Retaliating with insult cartoons? How childish! Grow up, brats.

Is it Europe’s turn to have their flags burned, to have their embassies trashed and citizens put in mortal danger? It seems that the Islamic world not only wants to punish nations of the western world for that Danish newspaper’s mistake, but they wish to hold the west to an Islamic standard whereby non-Islamic nations can be punished even for a perceived slight against Islam. They have their pretext for Jihad.

We should not forget that Denmark is one of the few remaining “coalition of the willing” partners of the USA in Iraq.

This might be interesting:
http://service.spiegel.de/cache/international/spiegel/0,1518,399263,00.html
SPIEGEL: Was apologizing for the cartoons the wrong thing to do?

Hirsi Ali: Once again, the West pursued the principle of turning first one cheek, then the other. In fact, it’s already a tradition. In 1980, privately owned British broadcaster ITV aired a documentary about the stoning of a Saudi Arabian princess who had allegedly committed adultery. The government in Riyadh intervened and the British government issued an apology. We saw the same kowtowing response in 1987 when (Dutch comedian) Rudi Carrell derided (Iranian revolutionary leader) Ayatollah Khomeini in a comedy skit (that was aired on German television). In 2000, a play about the youngest wife of the Prophet Mohammed, titled “Aisha,” was cancelled before it ever opened in Rotterdam. Then there was the van Gogh murder and now the cartoons. We are constantly apologizing, and we don’t notice how much abuse we’re taking. Meanwhile, the other side doesn’t give an inch.

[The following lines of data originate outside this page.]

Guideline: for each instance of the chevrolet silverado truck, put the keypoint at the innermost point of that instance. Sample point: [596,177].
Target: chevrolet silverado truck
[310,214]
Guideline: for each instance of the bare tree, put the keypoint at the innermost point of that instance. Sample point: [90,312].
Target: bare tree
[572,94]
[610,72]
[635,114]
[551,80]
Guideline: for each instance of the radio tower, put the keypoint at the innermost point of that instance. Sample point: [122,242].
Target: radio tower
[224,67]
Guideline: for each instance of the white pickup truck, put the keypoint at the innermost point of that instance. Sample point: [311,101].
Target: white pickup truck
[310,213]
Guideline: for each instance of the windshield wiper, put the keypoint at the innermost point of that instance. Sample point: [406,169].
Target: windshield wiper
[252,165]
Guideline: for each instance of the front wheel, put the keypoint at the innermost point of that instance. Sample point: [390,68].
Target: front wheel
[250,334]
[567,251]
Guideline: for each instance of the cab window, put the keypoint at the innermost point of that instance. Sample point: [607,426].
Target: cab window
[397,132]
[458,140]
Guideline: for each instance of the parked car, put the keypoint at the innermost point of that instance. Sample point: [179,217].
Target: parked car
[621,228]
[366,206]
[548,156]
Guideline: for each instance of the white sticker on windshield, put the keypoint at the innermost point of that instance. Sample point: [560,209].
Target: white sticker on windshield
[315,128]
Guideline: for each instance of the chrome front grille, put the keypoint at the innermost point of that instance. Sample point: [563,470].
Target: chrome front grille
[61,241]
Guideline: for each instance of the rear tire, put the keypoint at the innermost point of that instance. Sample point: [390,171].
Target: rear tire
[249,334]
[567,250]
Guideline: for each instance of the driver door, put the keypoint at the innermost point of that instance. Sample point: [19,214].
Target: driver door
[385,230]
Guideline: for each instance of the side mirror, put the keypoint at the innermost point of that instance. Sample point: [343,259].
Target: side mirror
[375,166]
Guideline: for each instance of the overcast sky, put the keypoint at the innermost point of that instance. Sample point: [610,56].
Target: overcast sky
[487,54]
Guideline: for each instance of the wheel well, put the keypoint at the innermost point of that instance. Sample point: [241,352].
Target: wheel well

I’m a bit confused about the status of depictions of Mohammed in the Muslim world. I’ve read stories and columns which state that only the most extreme sects regard any pictures of the prophet as blasphemous, while most sects think pictures are okay. Here’s an example:

. Yet I keep running into statements likethis

. Does anyone here know what is true? Is this similar to the varying stances taken by Christian sects concerning “graven images?”

I thought yesterdays headline on NPR was especially telling: Muslims, Angry Over Violent Cartoon of Mohammed, Burn Danish Consulate

From the BBC yesterday:

“They want to test our feelings,” protester Mawli Abdul Qahar Abu Israra told the BBC.

“They want to know whether Muslims are extremists or not. Death to them and to their newspapers,” he said.

Hahahahaha asterion :slight_smile:
Crotalus, I’m not exactly sure where they get the notion that it is forbidden to picture Moe.
Lots of muslims have made portraits of him through the ages:

http://www.zombietime.com/mohammed_image_archive/

There was a huge uproar at the time. It only seems insignificant in retrospect. I think the ‘Koran-in-the-toilet’ uproar was bigger then the present one yet. We’ll get a better sense of perspective after it passes.

Fact is, after 9-11, all the action was in Europe.